Do outro lado, na ponta da pirâmide, temos o Flamengo e o Corinthians, que sozinhos concentram 24% dos direitos de transmissão. Um campeonato que já começa com times ganhando 20 vezes mais que outros, já começa praticamente decidido.

O futebol brasileiro precisa se reinventar. Hoje, somos a Série D do futebol mundial. Perdemos para a Segunda Divisão Alemã em média de público… perdemos, aliás, em média de público pra um país onde football é outra coisa. O mundo hoje se interessa muito mais pela Segunda Divisão Inglesa ou Espanhola do que pelo Brasileirão. E isso não se deve ao poder econômico, como muitos insistem em dizer. Sul-americana? Libertadores? Isso ainda faz sentido na nossa aldeia.

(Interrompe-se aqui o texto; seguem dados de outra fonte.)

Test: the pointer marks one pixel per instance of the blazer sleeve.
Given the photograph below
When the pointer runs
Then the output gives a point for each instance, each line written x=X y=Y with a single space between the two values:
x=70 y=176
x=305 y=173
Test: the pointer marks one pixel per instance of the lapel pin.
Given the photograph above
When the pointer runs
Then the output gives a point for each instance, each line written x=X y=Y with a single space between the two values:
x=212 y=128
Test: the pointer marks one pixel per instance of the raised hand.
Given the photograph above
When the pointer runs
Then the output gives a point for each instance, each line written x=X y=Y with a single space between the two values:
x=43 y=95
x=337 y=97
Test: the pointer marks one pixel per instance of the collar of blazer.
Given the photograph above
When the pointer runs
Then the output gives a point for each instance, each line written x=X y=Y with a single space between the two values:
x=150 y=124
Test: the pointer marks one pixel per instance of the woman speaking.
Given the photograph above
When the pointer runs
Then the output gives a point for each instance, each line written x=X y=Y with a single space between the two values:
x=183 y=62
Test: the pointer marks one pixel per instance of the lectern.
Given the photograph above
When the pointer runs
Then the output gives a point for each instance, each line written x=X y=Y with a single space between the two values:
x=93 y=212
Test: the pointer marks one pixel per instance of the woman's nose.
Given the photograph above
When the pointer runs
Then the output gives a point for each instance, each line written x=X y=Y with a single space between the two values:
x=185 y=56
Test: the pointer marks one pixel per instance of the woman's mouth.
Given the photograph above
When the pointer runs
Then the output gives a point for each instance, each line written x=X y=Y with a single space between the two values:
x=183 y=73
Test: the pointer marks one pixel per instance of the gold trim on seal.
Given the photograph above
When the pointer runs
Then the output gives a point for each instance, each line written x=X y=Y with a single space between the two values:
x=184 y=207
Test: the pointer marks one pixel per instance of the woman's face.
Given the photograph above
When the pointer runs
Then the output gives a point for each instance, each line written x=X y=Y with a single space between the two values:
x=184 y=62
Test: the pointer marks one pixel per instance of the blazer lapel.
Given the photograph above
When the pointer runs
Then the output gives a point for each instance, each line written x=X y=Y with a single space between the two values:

Por exemplo, nos últimos 10 mundiais de clubes, o futebol brasileiro ficou de fora de cinco finais. Se estendermos pra nível Sul-americano, aumenta para sete. Isso não é “papo de colonizado”. É simplesmente constatar o óbvio. África, Ásia, Oriente Médio, América Central, escolas que em outrora eram marginais, evoluíram. O Japão foi pioneiro, le mais recentemente veio a explosão dos mercados chinês e árabe, muitas vezes levando nossas revelações direto pra lá.

Falando de seleção, o Brasil chega a próxima Copa com 24 anos de jejum. Dos últimos oito finalistas de Copa do Mundo, sete europeus e apenas a Argentina em 2014 e 2022. Há 15 anos, o Brasil não tem um jogador eleito o melhor do mundo.

Até o início dos anos 2000, os times brasileiros eram extremamente competitivos. Muitas vezes superavam os europeus na raça. Mas, hoje, é hora da famosa autocrítica. Estamos habituados a perder. Estamos nos contentando com o simples fato de jogar de igual para igual.

Quem se interessa por um campeonato onde temos mais tempo de bola parada que bola em jogo? Quem se interessa em ir pro estádio ver jogador simulando contusão, saindo de maca e “milagrosamente” se levantando pra voltar ao gramado? Quem vai continuar se interessando por um campeonato onde dois ou três times detêm mais da metade das cotas de TV de todo o campeonato? Quantos outros 7 a 1 em casa ou Mazembes, Casablancas, Tigres e Al-Ahlys teremos que passar pra aprender?

Pronto… agora podemos voltar à nossa aldeia.